Before proceeding let me mention that forward-looking statements are based on the beliefs and assumptions of TAM''s management and on information currently available to the Company. They involve risks, uncertainties and assumptions because they relate to future events and therefore depend on circumstances that may or may not occur in the future. Investors should understand that general economic conditions, industry conditions and other operating factors could also affect the future results of TAM and could cause results to differ materially from those expressed in such forward-looking statements.
Now I''ll turn the conference over to Mr. David Barioni Neto, CEO. Mr. Barioni, you may begin your conference.
David Barioni Neto – Chief Executive Officer
Good morning. We would like to thank you all for your presence. Let''s begin the presentation of the second quarter 2008 results. Let''s turn to slide number three.
The domestic aviation market in Brazil has great growth potential, presenting double-digit growth in the past several years. In 2008, we have seen another growth spurt of 10% accumulated from January to July.
On slide number four, the international market among Brazilian carriers that fly international routes decreased 5% in 2007 but has been recovering after the second half of the year. In 2008, the average growth is 38%, mainly due to TAM''s international network''s strong will, the strength in the international market in 2006 and 2007 from the Brazilian side and balanced ratio compared to the international carriers that used to transport 58% of the passengers and now transport 70%. This new reality creates additional opportunity for Brazilian carriers in this market.
On slide number six, we can observe the sales of the bilateral agreement with the countries to which we operate regular flights. In all cases, there is growth opportunity for TAM. The United States is the most evident case in which from 126 weekly frequencies for each flight, 105 are operated by foreign carriers. And we, the only Brazilian companies flying on whole are operating 35 weekly frequencies. Remember that as of September 19, this number will increase to 42 because we will launch the new basic frequency between Rio de Janeiro and Miami.
On slide number seven, we are both domestic and international market leaders. According to ANAC''s figures released this week, our average market share for July is 51% in the domestic and 72.5% in the international.
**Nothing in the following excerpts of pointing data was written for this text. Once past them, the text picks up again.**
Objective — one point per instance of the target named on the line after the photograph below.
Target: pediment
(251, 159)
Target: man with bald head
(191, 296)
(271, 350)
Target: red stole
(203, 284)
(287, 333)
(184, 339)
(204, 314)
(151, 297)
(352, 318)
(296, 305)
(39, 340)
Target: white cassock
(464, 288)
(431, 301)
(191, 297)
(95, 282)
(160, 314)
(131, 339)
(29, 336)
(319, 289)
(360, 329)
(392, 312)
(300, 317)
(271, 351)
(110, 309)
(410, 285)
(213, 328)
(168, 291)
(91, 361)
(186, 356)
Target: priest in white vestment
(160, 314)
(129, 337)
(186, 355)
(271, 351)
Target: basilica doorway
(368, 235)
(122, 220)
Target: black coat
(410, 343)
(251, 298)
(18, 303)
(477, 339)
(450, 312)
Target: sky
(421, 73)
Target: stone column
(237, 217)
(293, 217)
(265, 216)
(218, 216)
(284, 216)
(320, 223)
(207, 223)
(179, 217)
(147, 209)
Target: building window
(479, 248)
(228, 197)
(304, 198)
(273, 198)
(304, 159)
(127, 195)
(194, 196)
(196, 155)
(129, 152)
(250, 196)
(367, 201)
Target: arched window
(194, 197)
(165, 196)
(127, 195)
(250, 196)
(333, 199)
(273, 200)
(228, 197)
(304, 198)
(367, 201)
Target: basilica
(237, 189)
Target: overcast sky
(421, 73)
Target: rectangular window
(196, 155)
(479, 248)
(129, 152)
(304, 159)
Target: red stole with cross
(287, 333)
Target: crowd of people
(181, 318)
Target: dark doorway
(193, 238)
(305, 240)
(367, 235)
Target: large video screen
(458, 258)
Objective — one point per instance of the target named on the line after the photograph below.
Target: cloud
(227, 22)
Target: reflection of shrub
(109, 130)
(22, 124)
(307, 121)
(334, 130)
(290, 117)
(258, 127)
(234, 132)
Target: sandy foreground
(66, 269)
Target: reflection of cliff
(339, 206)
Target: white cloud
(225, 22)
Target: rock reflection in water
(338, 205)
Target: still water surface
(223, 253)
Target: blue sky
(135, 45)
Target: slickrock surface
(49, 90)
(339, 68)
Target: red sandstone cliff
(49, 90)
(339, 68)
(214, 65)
The highlights of the second quarter of 2008 were the increase of three A320 and the re-delivery of four Fokker 100s, following our phase-out plan of the 100 fleet aircraft, standardization of our fleet at TAM Airlines, former no. of TAM Mercosur, which now operates solely aircraft above A320.
Regarding operational efficiency, our daily block hours per aircraft reached 12.7 hours in the second quarter of 2008. Considering only the operating fleet, excluding spares and aircraft maintenance, we posted a daily utilization of 13.6 hours per aircraft. Our total average load factor for the quarter was 70%.
In the seven first months of the year, we had the highest domestic owned-wallet index in the market, achieving 85% while the market average was 81%. We signed memorandums of understanding with Air Canada and Swiss Air to implement code share agreements with both companies.
On slide number nine, we renewed our SOX international certification. We continue strengthening our international network with the authorization to fly to Lima, Peru and several new flights to Buenos Aires from Brazilian capital, including Brasilia, our capital.